Welcome to the so-wrong world of Greener Grass, the feature length adaptation of Jocelyn DeBoer and Dawn Luebbe’s award-winning short from 2015. DeBoer and Luebbe return as screenwriters and stars, plus this time add directing duties to ensure complete realization of the absurdist suburban hellscape they imagine.

Jill (DeBoer – so good in Thunder Road last year) and Lisa (Luebbe) are soccer mom besties whose sun-drenched days of gossip, golf carts and competition are thrown into upheaval when Jill gives Lisa her new baby, only to have the nerve to ask for the baby back when Jill’s young son Julian turns into a dog!

This is a late night sketch stretched to the point of no return, played with a desert-dry commitment by the game ensemble (which, appropriately enough, includes SNL’s Beck Bennett).

The end result is an over-the-top John Waters visual pastiche that’s constantly running headlong into a cheek defiantly dismissing its tongue as fake news. When DeBoer and Luebbe do bullseye their targets – with their vigil for a dead neighbor or a TV show called “Kids With Knives” – the laughs are uproarious, but the time between these winners can sometimes get lengthy.

For most people, the same joke five times is tiresome. But for some, that same joke fifteen times can become an absurd delight, and that is the space where this film plants roots that can only become deeper with time.

Because sometime in the near future, a parent will refer to their child’s teacher as “Miss Human,” and Greener Grass will have arrived. A smartly silly expose on the shallowest end of the suburban pool, this is a cult classic just waiting to happen.

Sit Tight, Take Hold

Thunder Road

by Hope Madden

Thunder Road is the best film you almost certainly missed in 2018. You should rectify that situation post haste.

Jim Cummings writes, directs and stars as Officer Jim Arnaud, a man at a crossroads. Who else would be at the center of a film named for a Springsteen tune?

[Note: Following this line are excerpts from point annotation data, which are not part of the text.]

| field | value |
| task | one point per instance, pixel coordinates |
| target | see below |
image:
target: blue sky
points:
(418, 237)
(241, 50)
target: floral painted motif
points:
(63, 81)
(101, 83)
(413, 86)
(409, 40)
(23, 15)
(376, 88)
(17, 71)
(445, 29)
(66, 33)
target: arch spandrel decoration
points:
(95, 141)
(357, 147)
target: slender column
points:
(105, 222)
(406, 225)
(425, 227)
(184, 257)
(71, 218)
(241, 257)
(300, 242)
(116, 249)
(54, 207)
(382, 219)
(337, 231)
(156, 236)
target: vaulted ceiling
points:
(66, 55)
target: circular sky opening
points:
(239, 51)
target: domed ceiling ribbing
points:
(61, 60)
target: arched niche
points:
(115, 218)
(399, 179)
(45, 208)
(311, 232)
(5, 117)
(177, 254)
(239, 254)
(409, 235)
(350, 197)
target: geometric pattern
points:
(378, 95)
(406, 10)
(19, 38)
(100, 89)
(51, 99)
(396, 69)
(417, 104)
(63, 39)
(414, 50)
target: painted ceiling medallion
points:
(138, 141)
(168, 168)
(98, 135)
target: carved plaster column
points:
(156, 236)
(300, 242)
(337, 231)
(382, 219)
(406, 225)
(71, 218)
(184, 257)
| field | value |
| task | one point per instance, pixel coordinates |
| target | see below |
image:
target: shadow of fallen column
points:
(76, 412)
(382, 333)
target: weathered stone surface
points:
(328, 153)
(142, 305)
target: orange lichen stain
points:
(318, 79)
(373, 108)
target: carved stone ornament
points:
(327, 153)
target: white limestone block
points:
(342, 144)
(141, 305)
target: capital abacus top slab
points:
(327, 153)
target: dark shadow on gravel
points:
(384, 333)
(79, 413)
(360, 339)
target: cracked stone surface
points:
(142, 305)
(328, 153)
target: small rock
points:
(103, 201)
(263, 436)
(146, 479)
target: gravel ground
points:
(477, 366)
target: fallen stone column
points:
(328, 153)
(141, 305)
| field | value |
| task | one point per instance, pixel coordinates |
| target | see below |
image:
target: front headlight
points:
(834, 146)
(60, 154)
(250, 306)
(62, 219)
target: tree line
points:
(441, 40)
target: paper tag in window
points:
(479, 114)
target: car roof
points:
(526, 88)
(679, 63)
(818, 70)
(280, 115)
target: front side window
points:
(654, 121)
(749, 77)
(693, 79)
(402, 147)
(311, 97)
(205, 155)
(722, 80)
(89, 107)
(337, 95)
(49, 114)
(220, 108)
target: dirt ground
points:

Like one of the year’s other most insightful and original indie gems, Hereditary, Thunder Road opens at a funeral. Also like Ari Aster’s breathless exploration of familial loss and dysfunction, Thunder Road establishes the tone for the film, the mental state and general disposition of the lead, and an unusual perspective with its opening scene.

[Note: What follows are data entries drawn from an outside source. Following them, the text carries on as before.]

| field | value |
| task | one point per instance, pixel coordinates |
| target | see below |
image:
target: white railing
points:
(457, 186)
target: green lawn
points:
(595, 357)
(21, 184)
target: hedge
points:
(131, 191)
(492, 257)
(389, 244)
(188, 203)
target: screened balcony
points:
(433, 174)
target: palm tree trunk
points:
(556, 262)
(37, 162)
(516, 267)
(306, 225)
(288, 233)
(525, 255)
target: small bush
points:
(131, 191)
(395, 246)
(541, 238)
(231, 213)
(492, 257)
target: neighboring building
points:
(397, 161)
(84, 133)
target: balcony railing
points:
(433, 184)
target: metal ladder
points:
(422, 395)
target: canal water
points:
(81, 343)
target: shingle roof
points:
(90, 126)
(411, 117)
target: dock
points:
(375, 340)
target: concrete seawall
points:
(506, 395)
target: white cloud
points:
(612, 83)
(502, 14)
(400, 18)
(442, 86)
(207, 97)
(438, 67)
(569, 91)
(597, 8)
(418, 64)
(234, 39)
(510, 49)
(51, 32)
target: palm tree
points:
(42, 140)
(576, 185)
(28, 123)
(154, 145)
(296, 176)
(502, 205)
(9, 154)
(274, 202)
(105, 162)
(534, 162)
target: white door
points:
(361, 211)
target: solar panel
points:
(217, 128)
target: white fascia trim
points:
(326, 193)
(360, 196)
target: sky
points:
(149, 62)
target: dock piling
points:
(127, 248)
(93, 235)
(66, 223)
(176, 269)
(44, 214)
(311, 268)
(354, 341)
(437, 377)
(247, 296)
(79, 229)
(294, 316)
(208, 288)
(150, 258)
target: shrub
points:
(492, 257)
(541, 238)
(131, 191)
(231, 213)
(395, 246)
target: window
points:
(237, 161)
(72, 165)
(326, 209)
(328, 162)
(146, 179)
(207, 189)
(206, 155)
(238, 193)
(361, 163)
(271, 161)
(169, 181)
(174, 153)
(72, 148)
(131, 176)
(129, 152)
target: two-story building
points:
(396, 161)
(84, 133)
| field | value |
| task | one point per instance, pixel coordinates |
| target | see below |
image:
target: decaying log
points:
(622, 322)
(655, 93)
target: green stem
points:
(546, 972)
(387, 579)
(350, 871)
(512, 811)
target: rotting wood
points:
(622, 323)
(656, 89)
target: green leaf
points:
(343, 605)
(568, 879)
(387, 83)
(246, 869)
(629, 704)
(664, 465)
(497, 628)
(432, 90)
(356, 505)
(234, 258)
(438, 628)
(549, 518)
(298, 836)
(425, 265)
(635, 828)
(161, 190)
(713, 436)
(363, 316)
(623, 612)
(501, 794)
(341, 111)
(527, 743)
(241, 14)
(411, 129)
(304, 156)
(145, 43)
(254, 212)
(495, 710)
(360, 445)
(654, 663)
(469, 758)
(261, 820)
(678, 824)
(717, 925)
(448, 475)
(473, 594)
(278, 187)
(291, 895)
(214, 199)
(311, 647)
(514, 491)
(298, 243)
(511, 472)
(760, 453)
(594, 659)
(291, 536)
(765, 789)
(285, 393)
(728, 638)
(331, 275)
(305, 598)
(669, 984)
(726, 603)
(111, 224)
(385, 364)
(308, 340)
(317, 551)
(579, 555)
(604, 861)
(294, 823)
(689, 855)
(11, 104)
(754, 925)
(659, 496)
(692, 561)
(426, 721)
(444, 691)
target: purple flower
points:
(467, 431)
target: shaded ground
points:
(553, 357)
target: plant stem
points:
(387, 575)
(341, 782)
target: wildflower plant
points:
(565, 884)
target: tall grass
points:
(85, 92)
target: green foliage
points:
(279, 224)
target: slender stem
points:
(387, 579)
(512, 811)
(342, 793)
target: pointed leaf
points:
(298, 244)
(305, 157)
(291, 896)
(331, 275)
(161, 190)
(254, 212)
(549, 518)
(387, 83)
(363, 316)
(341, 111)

But Cummings takes his meditation on grief and existential dread in very different directions.

As both a filmmaker and a performer, Cummings walks a tonal tightrope strung just that side of hysteria. Equally earnest and absurd, comical and heartbreaking, the film and the lead turn compel your attention, your empathy, your discomfort and your love.

You will love Officer Jim Arnaud by film’s end, not regardless but because of his epic failures and bottomless reserve of vulnerability. It is impossible not to root for him, not to feel his humiliations, not to admire his corrective measures no matter how ridiculous they are.

The filmmaker’s assembled a wonderful supporting cast. Nican Robinson, in particular, bursts through best friend/partner clichés to develop a tender character whose wearied facial expressions say more about his years of friendship than Cummings’s pitch perfect dialog could manage.

Macon Blair, Kendal Farr and Jocelyn DeBoer all bring a wonderfully familiar but nuanced small town resignation to their scenes that suits the film’s overall tone and creates an ecosystem where Jim Arnaud could certainly exist.

Cummings’s film is hilarious and unblinking, uncomfortable yet kind, and above all things, forgiving. A lot of filmmakers have taken inspiration from Springsteen’s lyrics and brought a dying blue collar American to the screen. None have done the Boss justice the way Cummings has.